ゲームについて、後述のゲームモードなら、原神のようなタイミングの雑なゲームは十分楽しめます。これも、空間表現が素晴らしいので、FPSや原神のような、3D空間を動き回るゲームこそ適しているでしょう。例えば、原神をプレイしていて、通常のイヤホンであれば、ゲーム内の町中の話し声や周囲の音を現実の音と聞き間違えることはありませんが、このイヤホンだと、ゲーム内の音が現実の音に溶け込んで、後ろで誰か話したかと振り返ってしまうくらいです。
良くも悪くも、周りの音がよくきこえる
形状から来る特性として、当然のことながら、周りの音はよくきこえます。これは、かなり強烈なメリットでもあり、デメリットでもあります。

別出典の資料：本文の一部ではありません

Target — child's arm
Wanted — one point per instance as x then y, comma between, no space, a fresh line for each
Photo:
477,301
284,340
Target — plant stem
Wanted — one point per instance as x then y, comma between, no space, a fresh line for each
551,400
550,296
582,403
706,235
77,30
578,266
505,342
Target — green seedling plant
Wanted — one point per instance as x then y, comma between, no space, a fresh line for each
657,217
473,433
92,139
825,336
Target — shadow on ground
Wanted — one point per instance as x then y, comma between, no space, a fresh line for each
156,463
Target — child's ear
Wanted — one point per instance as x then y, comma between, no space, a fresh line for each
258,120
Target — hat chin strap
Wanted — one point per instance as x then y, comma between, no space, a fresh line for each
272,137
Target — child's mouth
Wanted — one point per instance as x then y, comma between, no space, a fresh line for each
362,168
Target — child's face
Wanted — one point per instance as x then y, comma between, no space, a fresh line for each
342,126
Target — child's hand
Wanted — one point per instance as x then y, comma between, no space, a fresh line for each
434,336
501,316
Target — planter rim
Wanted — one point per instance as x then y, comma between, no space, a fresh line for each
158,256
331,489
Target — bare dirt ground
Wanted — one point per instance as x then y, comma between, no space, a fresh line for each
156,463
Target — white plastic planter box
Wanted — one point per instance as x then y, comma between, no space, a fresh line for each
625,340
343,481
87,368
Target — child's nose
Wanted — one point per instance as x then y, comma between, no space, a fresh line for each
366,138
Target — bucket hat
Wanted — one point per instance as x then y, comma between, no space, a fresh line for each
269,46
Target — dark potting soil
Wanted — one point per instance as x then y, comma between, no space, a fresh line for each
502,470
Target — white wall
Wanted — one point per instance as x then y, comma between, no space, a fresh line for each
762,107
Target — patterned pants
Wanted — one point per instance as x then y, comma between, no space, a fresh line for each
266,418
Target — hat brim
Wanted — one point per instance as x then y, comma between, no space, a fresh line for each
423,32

メリットとしては、もちろん、周りから何か声をかけられたときに聞き逃しにくく、あるいは歩きながら聴いているときの安全性が比較的高い、ということがあります。また、音響面では、この「外界と連続した音響」が、本製品の白眉である自然な表現を実現しています。

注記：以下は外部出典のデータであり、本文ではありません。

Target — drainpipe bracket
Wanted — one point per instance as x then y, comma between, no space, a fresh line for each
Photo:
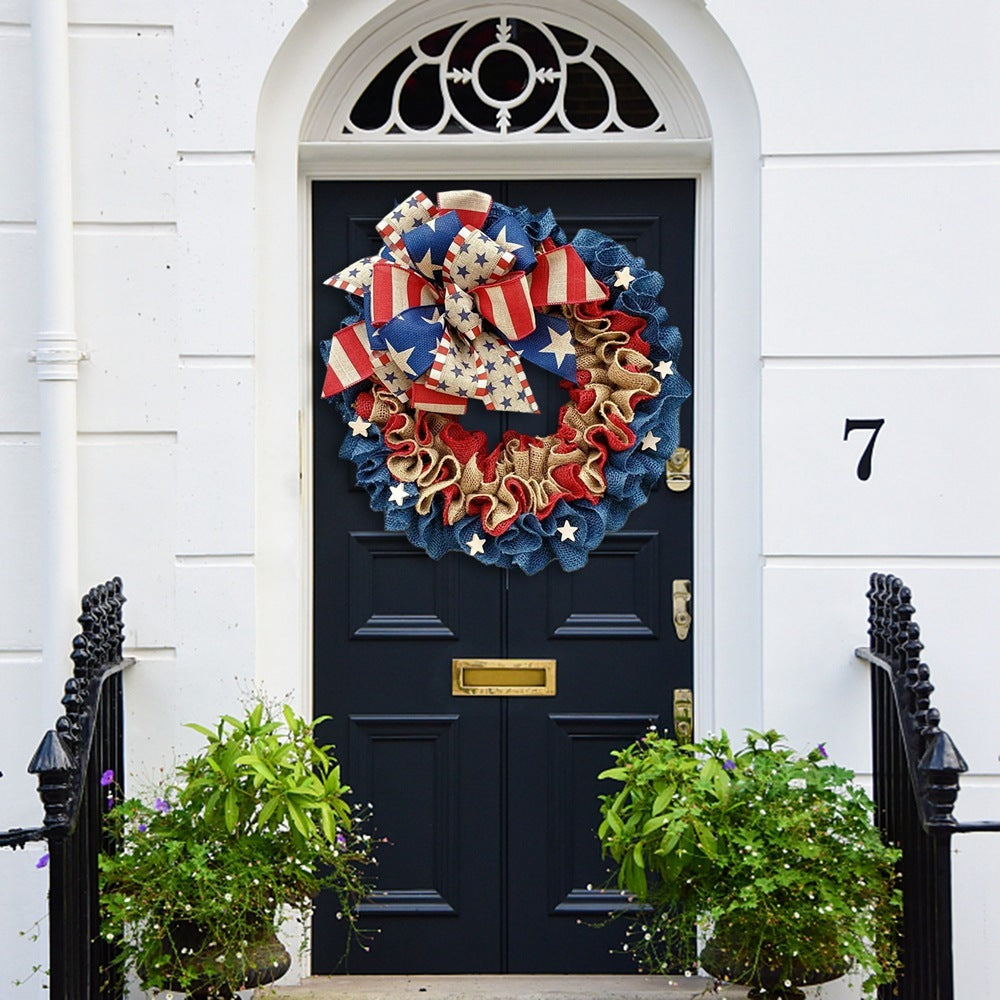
57,356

デメリットとしては、当然の如く騒音のある環境とは致命的に合いません。とりあえず、都市部の駅や、電車内では、音楽を楽しむことは不可能です。本機は、常識的な音量ならば音漏れは気にしなくて大丈夫ですが、こういった騒音のある環境で無理矢理聴き取れるくらいの音量を出すと、さすがに音漏れも問題になります。車の多い大通りでも、駅や車内とはレベルが違うものの、わりと厳しいものがあります。商店街のアナウンスやショッピングモールのBGMなんかとも干渉しまくり。基本的に、比較的静かな環境で楽しむための製品で、通勤通学時用にはお勧めしません。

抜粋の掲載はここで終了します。